IntelLabs / coach

Reinforcement Learning Coach by Intel AI Lab enables easy experimentation with state of the art Reinforcement Learning algorithms
https://intellabs.github.io/coach/
Apache License 2.0
2.32k stars 460 forks source link

Fix for issue 418 #451

Open ghidellar opened 4 years ago

shadiendrawis commented 4 years ago

Hi,

Nice catch, do you happen to have some example where this happens and the change fixes it? I've run into some issues in other contexts before where probabilities become NaN if the agent doesn't train correctly, my only issue with the change is that adding the epsilon to the output policy vector makes that vector no longer a probability vector, but apparently the tensorflow distributions don't have a problem with that (probably because that epsilon is too small in most cases). Is there any other place where you can add that epsilon where it makes more sense mathematically and fixes the issue?

Regards, Shadi

ghidellar commented 4 years ago

Hi @shadiendrawis , basically the Categorical distribution created using the softmax output contained not proper values ( this would be catched right away setting the tf.distributions.kl_divergence param value allow_nan_stats to False) . After that, all the values calculated using the action_probs_wrt_policy are not defined (entropy, kl_divergence, surrogate_loss) and the action_values = self.get_prediction(curr_state) call in the chooseAction contains Nan values. At this point I am thinking that we could perform a sanity check on self.action_probs_wrt_policy after it receives the log probs but sounds not so elegant to me and the KL divergence would be still not well defined. I reproduced this on a run using just 2 discrete actions in a multi feature continuous state space.

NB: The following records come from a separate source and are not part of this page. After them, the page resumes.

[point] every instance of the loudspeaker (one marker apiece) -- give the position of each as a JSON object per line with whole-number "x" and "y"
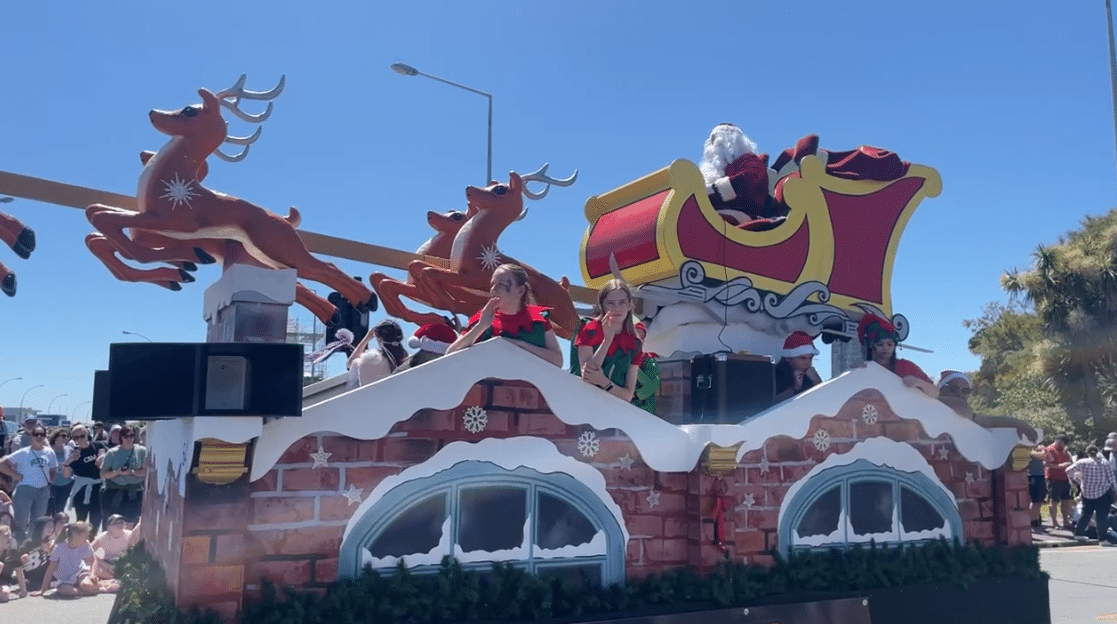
{"x": 153, "y": 381}
{"x": 727, "y": 387}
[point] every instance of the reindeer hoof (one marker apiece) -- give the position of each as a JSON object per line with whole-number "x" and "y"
{"x": 202, "y": 257}
{"x": 8, "y": 285}
{"x": 25, "y": 245}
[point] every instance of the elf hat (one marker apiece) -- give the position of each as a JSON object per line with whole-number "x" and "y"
{"x": 433, "y": 337}
{"x": 799, "y": 343}
{"x": 872, "y": 329}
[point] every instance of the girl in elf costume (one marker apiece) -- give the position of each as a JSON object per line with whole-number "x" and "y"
{"x": 509, "y": 314}
{"x": 609, "y": 346}
{"x": 879, "y": 338}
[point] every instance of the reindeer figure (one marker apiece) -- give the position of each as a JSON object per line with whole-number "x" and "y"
{"x": 181, "y": 222}
{"x": 21, "y": 240}
{"x": 464, "y": 287}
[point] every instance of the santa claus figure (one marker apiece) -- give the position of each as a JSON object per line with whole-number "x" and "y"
{"x": 736, "y": 176}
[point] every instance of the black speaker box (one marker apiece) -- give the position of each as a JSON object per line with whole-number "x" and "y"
{"x": 152, "y": 381}
{"x": 727, "y": 387}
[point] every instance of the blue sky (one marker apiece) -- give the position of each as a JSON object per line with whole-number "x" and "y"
{"x": 1009, "y": 101}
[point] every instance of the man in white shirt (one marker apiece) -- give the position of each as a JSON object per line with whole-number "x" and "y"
{"x": 34, "y": 470}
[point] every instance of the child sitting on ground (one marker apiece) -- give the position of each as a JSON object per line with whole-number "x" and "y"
{"x": 70, "y": 562}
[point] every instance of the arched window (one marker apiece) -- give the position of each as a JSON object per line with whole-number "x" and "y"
{"x": 862, "y": 501}
{"x": 479, "y": 512}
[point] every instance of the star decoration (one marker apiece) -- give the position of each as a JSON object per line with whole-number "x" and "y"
{"x": 821, "y": 440}
{"x": 178, "y": 191}
{"x": 588, "y": 444}
{"x": 475, "y": 420}
{"x": 764, "y": 462}
{"x": 353, "y": 495}
{"x": 489, "y": 257}
{"x": 320, "y": 458}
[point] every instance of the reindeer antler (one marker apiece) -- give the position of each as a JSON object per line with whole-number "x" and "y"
{"x": 541, "y": 175}
{"x": 230, "y": 98}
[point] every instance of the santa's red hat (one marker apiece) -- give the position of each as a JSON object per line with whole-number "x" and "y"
{"x": 433, "y": 337}
{"x": 799, "y": 343}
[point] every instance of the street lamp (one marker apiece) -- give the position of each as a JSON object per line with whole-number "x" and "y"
{"x": 74, "y": 413}
{"x": 53, "y": 401}
{"x": 408, "y": 70}
{"x": 21, "y": 416}
{"x": 134, "y": 334}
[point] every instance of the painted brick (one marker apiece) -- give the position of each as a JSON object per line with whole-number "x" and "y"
{"x": 194, "y": 549}
{"x": 209, "y": 517}
{"x": 316, "y": 540}
{"x": 541, "y": 424}
{"x": 230, "y": 548}
{"x": 275, "y": 510}
{"x": 266, "y": 483}
{"x": 311, "y": 479}
{"x": 674, "y": 552}
{"x": 369, "y": 477}
{"x": 408, "y": 449}
{"x": 299, "y": 451}
{"x": 645, "y": 525}
{"x": 516, "y": 397}
{"x": 206, "y": 581}
{"x": 284, "y": 573}
{"x": 336, "y": 507}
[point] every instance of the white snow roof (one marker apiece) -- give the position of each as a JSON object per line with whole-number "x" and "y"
{"x": 370, "y": 412}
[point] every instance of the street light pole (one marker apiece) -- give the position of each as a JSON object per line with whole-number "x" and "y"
{"x": 21, "y": 416}
{"x": 53, "y": 401}
{"x": 408, "y": 70}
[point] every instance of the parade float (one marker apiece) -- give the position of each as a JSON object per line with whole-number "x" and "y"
{"x": 490, "y": 485}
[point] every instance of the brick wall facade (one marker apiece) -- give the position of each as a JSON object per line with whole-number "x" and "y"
{"x": 288, "y": 525}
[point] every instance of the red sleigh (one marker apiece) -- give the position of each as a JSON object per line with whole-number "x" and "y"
{"x": 842, "y": 233}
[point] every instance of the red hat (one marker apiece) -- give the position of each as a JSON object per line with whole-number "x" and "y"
{"x": 799, "y": 343}
{"x": 433, "y": 337}
{"x": 872, "y": 329}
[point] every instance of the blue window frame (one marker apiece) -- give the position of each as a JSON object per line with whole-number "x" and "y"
{"x": 862, "y": 501}
{"x": 479, "y": 512}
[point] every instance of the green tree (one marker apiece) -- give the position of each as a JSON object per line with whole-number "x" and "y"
{"x": 1072, "y": 288}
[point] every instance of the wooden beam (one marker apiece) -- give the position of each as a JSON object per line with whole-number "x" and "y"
{"x": 59, "y": 193}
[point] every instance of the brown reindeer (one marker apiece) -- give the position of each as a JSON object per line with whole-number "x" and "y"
{"x": 21, "y": 240}
{"x": 464, "y": 287}
{"x": 179, "y": 221}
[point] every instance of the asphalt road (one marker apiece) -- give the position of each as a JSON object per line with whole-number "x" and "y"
{"x": 1084, "y": 589}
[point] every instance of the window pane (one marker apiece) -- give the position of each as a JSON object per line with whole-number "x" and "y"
{"x": 870, "y": 507}
{"x": 821, "y": 518}
{"x": 417, "y": 531}
{"x": 492, "y": 519}
{"x": 560, "y": 525}
{"x": 917, "y": 514}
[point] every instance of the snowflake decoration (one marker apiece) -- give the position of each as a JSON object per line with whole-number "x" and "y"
{"x": 179, "y": 191}
{"x": 588, "y": 444}
{"x": 320, "y": 458}
{"x": 821, "y": 440}
{"x": 475, "y": 420}
{"x": 489, "y": 257}
{"x": 353, "y": 495}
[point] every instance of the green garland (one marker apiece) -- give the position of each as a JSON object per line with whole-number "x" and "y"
{"x": 508, "y": 594}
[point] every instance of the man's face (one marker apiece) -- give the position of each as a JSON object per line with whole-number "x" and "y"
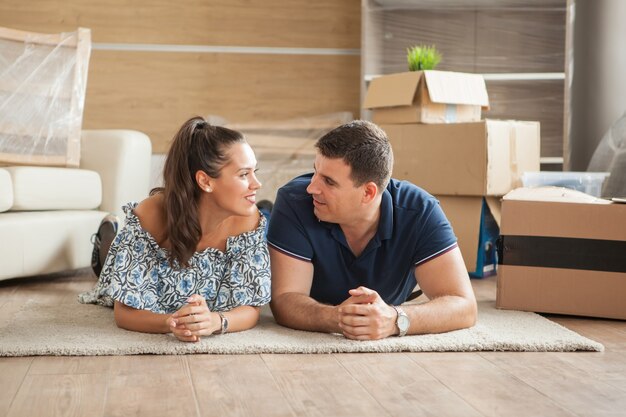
{"x": 335, "y": 197}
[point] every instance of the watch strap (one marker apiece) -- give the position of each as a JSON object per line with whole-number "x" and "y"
{"x": 224, "y": 322}
{"x": 401, "y": 313}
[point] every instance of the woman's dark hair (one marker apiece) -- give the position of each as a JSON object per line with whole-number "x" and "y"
{"x": 198, "y": 146}
{"x": 364, "y": 147}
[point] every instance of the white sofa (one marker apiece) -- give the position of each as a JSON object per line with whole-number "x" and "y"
{"x": 47, "y": 215}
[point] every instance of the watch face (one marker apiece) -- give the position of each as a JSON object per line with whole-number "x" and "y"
{"x": 403, "y": 323}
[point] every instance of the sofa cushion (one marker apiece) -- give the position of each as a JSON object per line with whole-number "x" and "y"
{"x": 46, "y": 188}
{"x": 6, "y": 190}
{"x": 44, "y": 242}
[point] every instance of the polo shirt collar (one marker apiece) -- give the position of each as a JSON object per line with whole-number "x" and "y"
{"x": 385, "y": 223}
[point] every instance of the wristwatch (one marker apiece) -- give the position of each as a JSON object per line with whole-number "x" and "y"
{"x": 224, "y": 322}
{"x": 402, "y": 321}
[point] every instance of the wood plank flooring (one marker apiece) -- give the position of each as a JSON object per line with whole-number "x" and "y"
{"x": 395, "y": 384}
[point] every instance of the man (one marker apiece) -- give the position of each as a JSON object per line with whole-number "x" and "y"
{"x": 348, "y": 244}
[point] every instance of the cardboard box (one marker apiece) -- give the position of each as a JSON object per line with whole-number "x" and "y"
{"x": 475, "y": 221}
{"x": 426, "y": 97}
{"x": 481, "y": 158}
{"x": 564, "y": 256}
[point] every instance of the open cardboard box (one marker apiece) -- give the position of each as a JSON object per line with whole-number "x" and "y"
{"x": 427, "y": 97}
{"x": 478, "y": 159}
{"x": 562, "y": 252}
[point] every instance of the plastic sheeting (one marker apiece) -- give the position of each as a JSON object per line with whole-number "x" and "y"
{"x": 610, "y": 156}
{"x": 42, "y": 93}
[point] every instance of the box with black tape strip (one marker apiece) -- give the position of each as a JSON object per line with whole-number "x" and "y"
{"x": 562, "y": 251}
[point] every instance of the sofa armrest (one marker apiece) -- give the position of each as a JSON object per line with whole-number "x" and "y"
{"x": 122, "y": 158}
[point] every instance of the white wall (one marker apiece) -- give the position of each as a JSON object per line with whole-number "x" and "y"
{"x": 599, "y": 77}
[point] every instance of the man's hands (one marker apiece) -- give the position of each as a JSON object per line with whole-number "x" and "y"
{"x": 193, "y": 320}
{"x": 365, "y": 316}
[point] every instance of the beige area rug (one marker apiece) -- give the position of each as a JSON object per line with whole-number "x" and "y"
{"x": 56, "y": 329}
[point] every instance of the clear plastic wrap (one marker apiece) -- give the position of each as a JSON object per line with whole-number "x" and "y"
{"x": 610, "y": 156}
{"x": 42, "y": 93}
{"x": 519, "y": 45}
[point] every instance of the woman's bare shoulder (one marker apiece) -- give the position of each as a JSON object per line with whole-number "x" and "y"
{"x": 247, "y": 223}
{"x": 151, "y": 215}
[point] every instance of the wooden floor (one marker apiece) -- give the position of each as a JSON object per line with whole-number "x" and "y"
{"x": 398, "y": 384}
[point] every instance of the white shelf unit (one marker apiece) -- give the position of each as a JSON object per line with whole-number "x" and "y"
{"x": 519, "y": 46}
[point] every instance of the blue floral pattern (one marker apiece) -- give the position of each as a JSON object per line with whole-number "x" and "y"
{"x": 138, "y": 273}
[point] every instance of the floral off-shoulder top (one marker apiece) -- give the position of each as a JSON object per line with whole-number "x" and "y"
{"x": 138, "y": 273}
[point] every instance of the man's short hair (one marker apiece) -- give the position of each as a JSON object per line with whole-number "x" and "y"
{"x": 364, "y": 147}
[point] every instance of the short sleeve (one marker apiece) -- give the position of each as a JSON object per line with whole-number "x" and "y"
{"x": 436, "y": 236}
{"x": 251, "y": 279}
{"x": 287, "y": 230}
{"x": 130, "y": 273}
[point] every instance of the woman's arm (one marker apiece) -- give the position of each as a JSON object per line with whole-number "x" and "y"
{"x": 140, "y": 320}
{"x": 199, "y": 321}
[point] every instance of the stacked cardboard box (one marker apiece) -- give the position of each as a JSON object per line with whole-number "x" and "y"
{"x": 562, "y": 252}
{"x": 440, "y": 143}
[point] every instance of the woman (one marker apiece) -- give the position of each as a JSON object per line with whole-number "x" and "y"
{"x": 191, "y": 259}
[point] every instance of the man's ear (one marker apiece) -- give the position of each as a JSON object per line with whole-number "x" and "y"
{"x": 205, "y": 182}
{"x": 370, "y": 191}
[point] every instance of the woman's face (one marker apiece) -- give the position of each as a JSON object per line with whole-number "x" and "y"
{"x": 235, "y": 189}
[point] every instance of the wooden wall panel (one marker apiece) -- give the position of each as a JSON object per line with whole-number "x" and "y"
{"x": 277, "y": 23}
{"x": 156, "y": 92}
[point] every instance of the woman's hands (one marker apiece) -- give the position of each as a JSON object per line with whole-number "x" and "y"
{"x": 193, "y": 320}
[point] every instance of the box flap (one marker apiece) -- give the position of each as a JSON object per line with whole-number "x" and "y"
{"x": 499, "y": 164}
{"x": 456, "y": 88}
{"x": 392, "y": 90}
{"x": 595, "y": 219}
{"x": 525, "y": 149}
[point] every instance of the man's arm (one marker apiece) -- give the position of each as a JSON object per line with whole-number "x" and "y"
{"x": 291, "y": 304}
{"x": 451, "y": 304}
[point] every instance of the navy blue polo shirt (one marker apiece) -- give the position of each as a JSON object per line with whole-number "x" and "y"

shadiendrawis commented 3 years ago

In that case, wouldn't it be more correct to try and fix the softmax outputs? how does adding an epsilon to the softmax outputs (which doesn't make them a probability vector) fix the problem? It would be nice if you could provide an example that we can run to reproduce the problem locally and have a better understanding about what is causing it. The reasons I'm hesitant about this fix:

  1. I feel it masks the problem instead of fixing it since the self.action_probs_wrt_policy will still hold values that don't make sense.
  2. We've seen this NaN problem happen constantly before, only to disappear later once we found the right set of hyper-parameters for the problem.
ghidellar commented 3 years ago

Hi @shadiendrawis . Sorry for the delay of this reply. I could go back to this problem lately and followed your advice. I moved the fix instead of adding the eps to the probs , adding it to the logits input to the softmax layer . Actually I found a corner case scenario ( probably due to a particular data) which was still breaking the code. Moving the fix to the logits seems to fix this case as well so seems more solid .

self.policy_mean = tf.nn.softmax(policy_values + eps, name="policy")

Please let me know if this could make sense as we are not messing with probs anymore.